A variance swap can be statically hedged with a portfolio of OTM European options, weighted according to the inverse squares of their strikes.

**In theory**, it makes it easy to calculate the fair value of a variance swap, assuming option prices are available across the entire range of strikes.

**In practice**, traded strikes are not continuous, although for major liquid indices they are closely spaced. A more serious limitation is the lack of liquidity in OTM strikes, especially for puts, as these provide a relatively large component of the variance swap price in the presence of steep put skews.

The problem with the lack of OTM puts can be seen from following through the practical example of setting up the replicating portfolio above.

The long futures position is used to create a pay-out which is equivalent to a long log contract plus realised variance.

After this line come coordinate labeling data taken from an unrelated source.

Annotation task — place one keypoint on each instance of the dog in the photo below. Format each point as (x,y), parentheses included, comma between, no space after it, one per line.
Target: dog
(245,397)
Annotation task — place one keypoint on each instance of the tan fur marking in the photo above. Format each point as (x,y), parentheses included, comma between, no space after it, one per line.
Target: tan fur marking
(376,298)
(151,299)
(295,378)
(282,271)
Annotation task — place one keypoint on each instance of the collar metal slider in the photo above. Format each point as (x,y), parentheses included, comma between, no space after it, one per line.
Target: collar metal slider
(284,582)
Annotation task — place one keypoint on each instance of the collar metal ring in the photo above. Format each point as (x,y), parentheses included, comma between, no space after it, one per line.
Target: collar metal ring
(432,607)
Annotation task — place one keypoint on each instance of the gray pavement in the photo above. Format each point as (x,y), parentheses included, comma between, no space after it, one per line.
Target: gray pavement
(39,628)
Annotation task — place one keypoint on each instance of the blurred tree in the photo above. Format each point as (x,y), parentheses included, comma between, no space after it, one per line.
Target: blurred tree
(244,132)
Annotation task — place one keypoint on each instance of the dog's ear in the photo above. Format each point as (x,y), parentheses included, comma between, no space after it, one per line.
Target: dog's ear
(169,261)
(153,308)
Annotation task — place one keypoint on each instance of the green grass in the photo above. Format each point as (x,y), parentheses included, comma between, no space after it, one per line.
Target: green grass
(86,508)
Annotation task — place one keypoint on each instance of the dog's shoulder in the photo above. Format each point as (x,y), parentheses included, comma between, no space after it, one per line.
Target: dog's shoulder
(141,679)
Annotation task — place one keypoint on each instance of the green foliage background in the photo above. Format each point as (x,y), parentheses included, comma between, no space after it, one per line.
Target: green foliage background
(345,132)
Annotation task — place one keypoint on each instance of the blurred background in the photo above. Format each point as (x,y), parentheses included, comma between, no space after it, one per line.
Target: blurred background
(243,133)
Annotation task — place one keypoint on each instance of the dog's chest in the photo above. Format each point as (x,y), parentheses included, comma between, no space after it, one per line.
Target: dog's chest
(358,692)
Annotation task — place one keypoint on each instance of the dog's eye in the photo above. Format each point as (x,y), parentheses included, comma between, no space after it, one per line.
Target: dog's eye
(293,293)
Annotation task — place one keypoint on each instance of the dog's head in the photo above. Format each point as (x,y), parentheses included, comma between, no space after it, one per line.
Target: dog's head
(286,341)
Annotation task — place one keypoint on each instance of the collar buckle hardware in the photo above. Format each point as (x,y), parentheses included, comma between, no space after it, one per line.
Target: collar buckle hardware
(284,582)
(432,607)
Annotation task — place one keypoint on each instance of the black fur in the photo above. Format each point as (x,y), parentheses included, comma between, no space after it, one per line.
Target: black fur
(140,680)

In opposition the long options/short forward position is used to create a short log contract and pay the fixed strike.

Supposing the market falls significantly, the delta-hedge will be long the log contract (a will hence lose), while the options should counteract this by being short the log contract. However, if not enough downside puts were used, the options portfolio will not fully reflect the short log-contract exposure needed and hence the overall hedge will lose money.

**This lack of liquidity at the wings has led to the development of conditional variance swaps** which can remove exposure to volatility once the underlying moves into areas where vanilla options are illiquid.

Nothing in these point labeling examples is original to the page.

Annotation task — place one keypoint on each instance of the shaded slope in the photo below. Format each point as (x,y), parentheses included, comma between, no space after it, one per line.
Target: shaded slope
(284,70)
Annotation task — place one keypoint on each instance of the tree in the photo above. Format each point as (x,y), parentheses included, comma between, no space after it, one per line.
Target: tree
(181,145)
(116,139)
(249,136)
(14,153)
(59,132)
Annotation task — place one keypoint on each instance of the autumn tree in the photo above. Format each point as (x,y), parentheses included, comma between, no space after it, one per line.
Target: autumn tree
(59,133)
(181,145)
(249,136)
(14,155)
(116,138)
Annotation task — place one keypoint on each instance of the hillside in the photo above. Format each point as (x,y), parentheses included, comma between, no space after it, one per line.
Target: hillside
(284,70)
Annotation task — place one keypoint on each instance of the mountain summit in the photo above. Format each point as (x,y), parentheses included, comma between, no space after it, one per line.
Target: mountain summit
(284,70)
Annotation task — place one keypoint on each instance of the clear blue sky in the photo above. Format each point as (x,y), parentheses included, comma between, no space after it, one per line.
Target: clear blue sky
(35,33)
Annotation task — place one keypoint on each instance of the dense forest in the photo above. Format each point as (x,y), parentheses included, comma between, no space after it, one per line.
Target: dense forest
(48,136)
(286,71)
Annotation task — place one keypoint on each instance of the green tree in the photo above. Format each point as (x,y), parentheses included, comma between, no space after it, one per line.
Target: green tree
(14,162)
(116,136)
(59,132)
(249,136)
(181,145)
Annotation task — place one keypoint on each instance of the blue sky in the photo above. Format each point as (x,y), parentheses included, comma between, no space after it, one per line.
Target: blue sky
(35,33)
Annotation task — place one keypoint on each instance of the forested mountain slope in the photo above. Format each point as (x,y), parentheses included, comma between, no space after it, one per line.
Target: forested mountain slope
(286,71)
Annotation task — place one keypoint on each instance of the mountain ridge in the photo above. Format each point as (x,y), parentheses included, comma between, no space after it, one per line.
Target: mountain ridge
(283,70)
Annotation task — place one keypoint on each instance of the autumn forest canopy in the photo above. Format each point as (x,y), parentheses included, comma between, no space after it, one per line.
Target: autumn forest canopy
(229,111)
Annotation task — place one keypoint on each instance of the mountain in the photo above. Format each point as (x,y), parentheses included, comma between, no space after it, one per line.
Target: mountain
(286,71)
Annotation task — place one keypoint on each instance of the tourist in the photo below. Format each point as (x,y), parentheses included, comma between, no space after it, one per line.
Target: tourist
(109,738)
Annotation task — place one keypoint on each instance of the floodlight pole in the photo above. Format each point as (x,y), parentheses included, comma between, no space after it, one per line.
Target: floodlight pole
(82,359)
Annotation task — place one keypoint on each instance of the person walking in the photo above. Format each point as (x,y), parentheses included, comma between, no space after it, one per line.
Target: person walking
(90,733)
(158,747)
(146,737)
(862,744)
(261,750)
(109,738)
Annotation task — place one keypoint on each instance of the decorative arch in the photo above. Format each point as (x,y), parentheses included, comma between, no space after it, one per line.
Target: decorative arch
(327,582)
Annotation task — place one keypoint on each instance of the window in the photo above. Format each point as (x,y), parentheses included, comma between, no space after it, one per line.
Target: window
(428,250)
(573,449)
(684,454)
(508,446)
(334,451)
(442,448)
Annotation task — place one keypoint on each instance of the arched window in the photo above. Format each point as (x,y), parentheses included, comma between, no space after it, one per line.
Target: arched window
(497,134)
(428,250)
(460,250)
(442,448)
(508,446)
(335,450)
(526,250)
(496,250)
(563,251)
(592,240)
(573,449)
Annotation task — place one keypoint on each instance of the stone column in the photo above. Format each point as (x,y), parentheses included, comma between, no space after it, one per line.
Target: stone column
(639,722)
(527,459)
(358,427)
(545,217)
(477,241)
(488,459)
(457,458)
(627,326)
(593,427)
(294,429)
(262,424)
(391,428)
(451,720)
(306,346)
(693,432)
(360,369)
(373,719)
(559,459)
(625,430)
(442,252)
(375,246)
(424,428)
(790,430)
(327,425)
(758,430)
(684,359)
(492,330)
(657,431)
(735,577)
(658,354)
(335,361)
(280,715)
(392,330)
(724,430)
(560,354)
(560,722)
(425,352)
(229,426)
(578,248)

**In practice**, market-makers will not attempt to hedge with the entire strip of options but typically will use only two or three – including one close to the money and one or more OTM, but liquid, puts.

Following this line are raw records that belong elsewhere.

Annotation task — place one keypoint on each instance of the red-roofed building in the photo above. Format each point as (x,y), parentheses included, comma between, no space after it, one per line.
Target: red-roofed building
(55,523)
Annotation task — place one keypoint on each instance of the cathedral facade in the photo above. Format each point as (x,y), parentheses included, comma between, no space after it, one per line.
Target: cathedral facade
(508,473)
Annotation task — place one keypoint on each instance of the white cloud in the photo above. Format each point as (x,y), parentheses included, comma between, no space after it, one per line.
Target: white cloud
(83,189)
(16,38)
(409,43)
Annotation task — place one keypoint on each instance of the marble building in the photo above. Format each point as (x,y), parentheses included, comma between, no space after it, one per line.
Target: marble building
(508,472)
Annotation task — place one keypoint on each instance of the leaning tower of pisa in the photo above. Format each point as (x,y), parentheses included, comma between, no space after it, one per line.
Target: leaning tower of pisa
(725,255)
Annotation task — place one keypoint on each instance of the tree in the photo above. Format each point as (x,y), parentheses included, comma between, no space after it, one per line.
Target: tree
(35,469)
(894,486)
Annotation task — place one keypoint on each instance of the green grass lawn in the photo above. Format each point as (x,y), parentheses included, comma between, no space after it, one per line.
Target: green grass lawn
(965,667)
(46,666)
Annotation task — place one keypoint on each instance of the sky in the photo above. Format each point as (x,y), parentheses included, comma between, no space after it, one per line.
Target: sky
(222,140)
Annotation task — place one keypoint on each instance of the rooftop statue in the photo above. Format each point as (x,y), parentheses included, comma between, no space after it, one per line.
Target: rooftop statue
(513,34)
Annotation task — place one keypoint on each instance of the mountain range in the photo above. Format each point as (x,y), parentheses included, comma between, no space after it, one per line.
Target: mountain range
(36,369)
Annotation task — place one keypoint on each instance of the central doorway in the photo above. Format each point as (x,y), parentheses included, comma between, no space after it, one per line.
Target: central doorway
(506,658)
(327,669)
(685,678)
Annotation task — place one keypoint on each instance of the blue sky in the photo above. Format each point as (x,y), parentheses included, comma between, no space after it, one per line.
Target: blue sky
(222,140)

**Alternatively** they could approach the replicating by hedging the vega with an OTM put whose implied volatility coincides with the variance swap strike – close to the money for 1-month maturity, 95% for 3-6 months, 90% for 1-year, 85% for 2-3 years etc. In this case they would also look to buy back the wings/convexity separately.

**One problem with this kind of approach** is that the partial hedge is no longer static, and must be dynamically managed. For example if the market sells off towards the strike, the market maker will have to trade further OTM puts to ensure that their exposure to volatility, in the form of dollar-gamma, remains constant.

This makes the actual variance swap replication more akin to a combination of alternatives 2 and 3 (previously listed). Here the constant dollar gamma would be maintained by a combination of holding a portfolio which has roughly constant dollar gamma if the underlying does not move too much, and re-hedging by trading more options if the underlying does move significantly.

**Another limitation** comes from the discrete nature of adjusting the delta hedge on the close, which introduces possible errors due to large daily moves. However these moves are actually of order the cube of the move and hence are negligible for all but very large moves. Also as previously noted if interest rate changes are related to changes in the spot underlying, this can also have an impact on the ability to accurate replicate the log-contract and realised volatility.